Hi everyone, I'm Erik Fagerholt, the Narrative Director here at To The Sky. First of all, we’re incredibly grateful for the amazing support! It’s been awesome seeing so many of you jump into the updated demo and push Godbreakers into the top demos during Steam Next Fest.
Thank you for playing, sharing feedback, and helping us make the game even better!
STORY PRIMER
Godbreakers takes place at an unspecified time way in the future. All that remains of us at this point is the last machine we ever built, an artificial mind called the Monad.
Our entire solar system has been turned into a substance called Prima Materia. Every atom in existence has basically been co-opted into a giant computer running the Monad's endless calculations.

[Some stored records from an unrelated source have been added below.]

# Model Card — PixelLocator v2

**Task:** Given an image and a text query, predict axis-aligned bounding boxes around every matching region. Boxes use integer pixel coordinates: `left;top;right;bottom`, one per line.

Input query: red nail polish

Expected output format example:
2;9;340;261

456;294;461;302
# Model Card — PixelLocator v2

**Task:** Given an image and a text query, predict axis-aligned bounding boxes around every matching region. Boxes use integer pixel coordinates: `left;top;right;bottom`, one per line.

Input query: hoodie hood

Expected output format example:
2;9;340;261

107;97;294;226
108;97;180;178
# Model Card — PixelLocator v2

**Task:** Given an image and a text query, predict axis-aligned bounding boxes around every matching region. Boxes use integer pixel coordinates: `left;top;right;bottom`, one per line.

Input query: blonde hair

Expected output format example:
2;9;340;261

But as the Monad grows in power, the sun itself begins to dim, and this draws the attention of the Coven.
This celestial sisterhood is tasked with caring for the stars of the firmament, and the sun just so happens to be one of their most precious pearls; they will not allow it to fade without a fight.
Unable to intervene directly, the Coven spins bodies for the human patterns they find lingering in space and sends them on a quest to destroy the Mondad and save the sun…
But save it for whom?
WORLD & SETTING
When we first started to craft a world and setting around the initial design pitch, I knew right away I wanted Godbreakers to be set in space and be a kind of “magic vs technology” story.
I wanted the themes to touch on artificial intelligence, but take place way in the future, at a time when we humans were nothing but a faint memory.
A world where the great-great-grandchildren of the generative AI we use today had colonized the solar system without us.
I also liked the idea that outer space reflects our inner space. That by going out into the solar system, visiting different planets, we would rediscover ourselves and our own lost humanity.
A GAMEPLAY FIRST APPROACH
At To The Sky, we always strive to be “gameplay first” in everything we do, and we wanted to approach narrative and world-building with that philosophy in mind.
The way we see it, Narrative should provide the mood, and gameplay should provide the plot.
It should be the ups and downs of your second-to-second experience that tells your story. Not us trying to push our story on you.
For that reason, I wanted the narrative elements of Godbreakers to be almost like the director's commentary track on a DVD - if you are old enough to remember those. I wanted it to be the bosses and characters of the world telling their own story from their own perspectives.
Instead of being driven by a linear, authored experience, I wanted players to unpack the world more with each run. So much of the voiced narrative content in Godbreakers is meant to be these little aphorisms that play into the mood and vibe of each biome, able to be played at any time and in any order, creating these interesting juxtapositions with what is currently happening in your story.
You have to assemble the lore and the backstory yourself in a way.
It’s always fully transparent. Always there, for you to engage with. Or feel free to just ignore it and break some gods with your friends while wearing silly hats.
That's what gameplay first is all about.